Operational efficiency will replace revenue growth as top challenge; "bridge leader" positions are on the rise.
Entering 2015, 73 percent of IT leaders indicate that operational objectives such as reducing costs, improving efficiency, consolidating, standardizing and streamlining present the biggest organizational challenges. Comparatively, increasing revenue growth and profitability was cited as the biggest challenge in 2014.
Heading into 2014, the "doers" (programmers and developers, project managers, help desk and technical support, software engineers, architects) were cited as the most critical roles to success. In 2015, "bridge leadership" positions gained in importance, as IT managers jumped from No. 9 to No. 1, and VP/director-level leaders gained three spots to land at No. 4 on the list. Project managers (No. 2), programmers and developers (No. 3), and help desk and technical support (No. 5) remained in the top five.
TEKsystems' Take: While IT leaders continue to focus on revenue growth as an organizational challenge, recent economic progress has lessened its urgency and prioritized addressing operational challenges. The "doers" that drove success in 2014 are now mixed with the "bridge leader" roles of line-level managers, directors and vice presidents in 2015. This shift is likely due to these leaders' ability to connect with various business areas and communicate how their needs align to the IT department's priorities. This can be interpreted as a greater understanding of the importance of strategy and tactical alignment for operational efficiency.
Despite the ups and downs in recent years, 2015 is poised to be a year of relative calm in IT, according to research from TEKsystems. While budget expectations remain relatively flat, confidence levels among IT departments in their ability to fulfill business needs are increasing. Critical business objectives in the coming year will focus on improving existing apps and infrastructure, improving efficiency and retaining talented staff members. Additionally, given the pervasive nature of data breaches in 2014, security is the top area of concern for 2015.

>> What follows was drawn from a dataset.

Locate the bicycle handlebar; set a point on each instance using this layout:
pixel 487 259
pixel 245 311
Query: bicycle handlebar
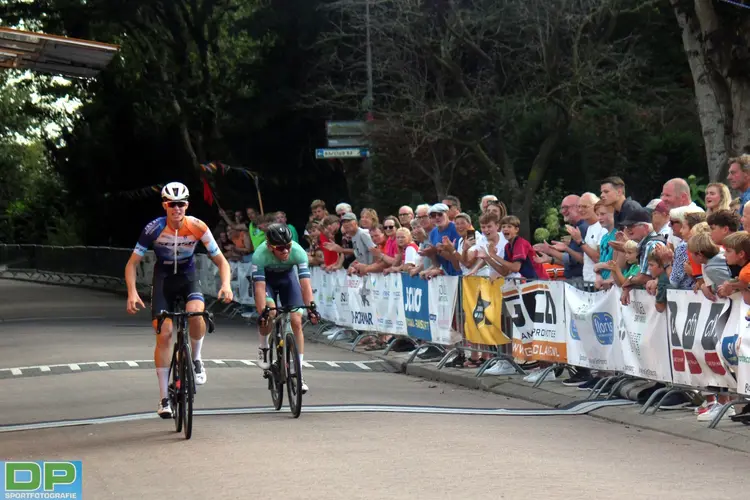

"It's easy to jump to the conclusion that the reduction in expected budget increases signifies a need to cut back and eliminate important projects, but in reality, IT leaders are simply looking to be more realistic about what they can do with their resources and plan accordingly," said TEKsystems Research Manager Jason Hayman. "Rather than viewing the decrease in the rate of growth of spending as a reason to eliminate projects, IT leaders can instead use that information to implement sound talent management strategies in areas that are truly benefiting the business, and they can allocate resources to solidify those objectives."